Carbon sequestration by forests is influenced by a range of factors including species, soil type, site conditions and management practices. Irish forests are currently estimated to sequester 3.8Mt of CO2 per year.

These were the sentiments expressed in the Dáil last week by the Minister for Agriculture, Food and the Marine, Michael Creed, after he was asked by Fine Gael’s Bernard Durkan about the extent to which 1,000ac of Sitka spruce can sequestrate a specific amount of carbon.

Durkan also asked the minister what is the extent to which 1,000ac of ash, oak or beech can sequestrate a specific amount of carbon?

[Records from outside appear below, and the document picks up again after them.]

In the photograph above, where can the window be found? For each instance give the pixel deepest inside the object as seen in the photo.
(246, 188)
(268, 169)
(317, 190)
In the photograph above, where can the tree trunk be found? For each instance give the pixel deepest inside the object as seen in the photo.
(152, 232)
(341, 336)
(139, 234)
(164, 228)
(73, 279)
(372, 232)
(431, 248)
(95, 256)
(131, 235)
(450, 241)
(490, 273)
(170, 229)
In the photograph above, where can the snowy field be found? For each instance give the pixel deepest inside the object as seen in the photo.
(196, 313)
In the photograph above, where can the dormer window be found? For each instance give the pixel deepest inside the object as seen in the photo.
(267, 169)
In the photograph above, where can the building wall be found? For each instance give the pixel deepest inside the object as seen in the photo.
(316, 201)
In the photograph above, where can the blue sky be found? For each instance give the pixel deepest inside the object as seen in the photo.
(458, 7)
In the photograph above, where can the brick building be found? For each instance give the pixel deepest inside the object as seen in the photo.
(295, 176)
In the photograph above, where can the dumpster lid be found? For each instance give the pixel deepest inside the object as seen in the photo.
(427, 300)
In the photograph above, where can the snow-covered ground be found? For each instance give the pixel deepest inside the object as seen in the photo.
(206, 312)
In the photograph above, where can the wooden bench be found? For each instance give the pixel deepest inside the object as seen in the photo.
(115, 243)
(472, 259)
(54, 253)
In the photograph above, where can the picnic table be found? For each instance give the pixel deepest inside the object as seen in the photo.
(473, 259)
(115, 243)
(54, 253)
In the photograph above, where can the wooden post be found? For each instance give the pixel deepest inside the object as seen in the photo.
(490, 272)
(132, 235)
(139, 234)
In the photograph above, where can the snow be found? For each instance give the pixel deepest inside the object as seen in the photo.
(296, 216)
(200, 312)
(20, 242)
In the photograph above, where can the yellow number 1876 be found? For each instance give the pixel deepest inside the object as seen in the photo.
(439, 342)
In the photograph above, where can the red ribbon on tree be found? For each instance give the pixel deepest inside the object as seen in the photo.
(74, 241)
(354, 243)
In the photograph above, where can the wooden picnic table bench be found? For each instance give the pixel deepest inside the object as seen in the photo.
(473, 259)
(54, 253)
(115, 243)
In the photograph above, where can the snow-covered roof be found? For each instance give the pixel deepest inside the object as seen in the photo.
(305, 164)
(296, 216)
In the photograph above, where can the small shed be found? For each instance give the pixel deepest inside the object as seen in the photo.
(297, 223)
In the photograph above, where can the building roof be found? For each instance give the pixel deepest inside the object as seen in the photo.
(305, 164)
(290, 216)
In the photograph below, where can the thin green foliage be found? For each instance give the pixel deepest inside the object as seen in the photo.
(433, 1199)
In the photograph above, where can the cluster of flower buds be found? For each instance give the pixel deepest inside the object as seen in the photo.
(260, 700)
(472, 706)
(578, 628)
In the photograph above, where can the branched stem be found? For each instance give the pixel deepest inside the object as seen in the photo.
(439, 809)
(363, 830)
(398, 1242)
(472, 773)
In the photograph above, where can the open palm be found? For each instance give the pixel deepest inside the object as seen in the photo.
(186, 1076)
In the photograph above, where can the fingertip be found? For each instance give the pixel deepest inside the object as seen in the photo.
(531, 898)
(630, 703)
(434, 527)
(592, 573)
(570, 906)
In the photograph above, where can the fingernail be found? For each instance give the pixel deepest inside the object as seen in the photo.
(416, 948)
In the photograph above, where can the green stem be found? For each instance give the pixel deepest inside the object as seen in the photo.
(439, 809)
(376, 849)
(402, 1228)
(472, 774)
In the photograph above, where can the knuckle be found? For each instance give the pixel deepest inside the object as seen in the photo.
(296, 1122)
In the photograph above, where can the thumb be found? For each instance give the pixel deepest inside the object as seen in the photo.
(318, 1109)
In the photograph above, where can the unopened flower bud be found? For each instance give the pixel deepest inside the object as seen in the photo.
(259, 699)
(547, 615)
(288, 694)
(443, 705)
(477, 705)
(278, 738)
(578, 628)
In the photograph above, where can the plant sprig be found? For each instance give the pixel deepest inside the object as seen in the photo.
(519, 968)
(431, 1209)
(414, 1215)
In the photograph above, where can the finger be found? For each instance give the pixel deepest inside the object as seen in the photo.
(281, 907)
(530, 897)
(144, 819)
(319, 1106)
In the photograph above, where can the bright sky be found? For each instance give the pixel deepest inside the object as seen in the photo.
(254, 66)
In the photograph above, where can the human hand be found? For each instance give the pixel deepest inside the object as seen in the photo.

The minister pointed out that, on average, a productive hectare of spruce forest may sequester 10t of CO2 per year over a 35-year period.

This would mean 1,000ha of spruce would sequester 10,000t per year or at least 350,000t over its lifetime.

He continued: “The rate of sequestration changes as a forest develops and matures. My department has funded a number of large-scale research projects which have examined carbon stocks and stock changes in Irish forests.

“For example, the carbon stocks in a Sitka spruce forest and an ash forest at different ages have been measured, and are available in a number of published journal articles.”

Meanwhile, the minister pointed out that the work undertaken returned results that found – after 47 years – an ash forest and Sitka spruce forests had 177.8 and 376.7t of carbon/ha respectively.

He also added that the figures were specific to the forests and soils examined and could not be used to reflect all forests of these species.

“My department is also funding the new forestry module on the Carbon Navigator which is being developed by Teagasc and An Bord Bia and this tool will describe indicative carbon stocks in a range of forest types,” Minister Creed concluded.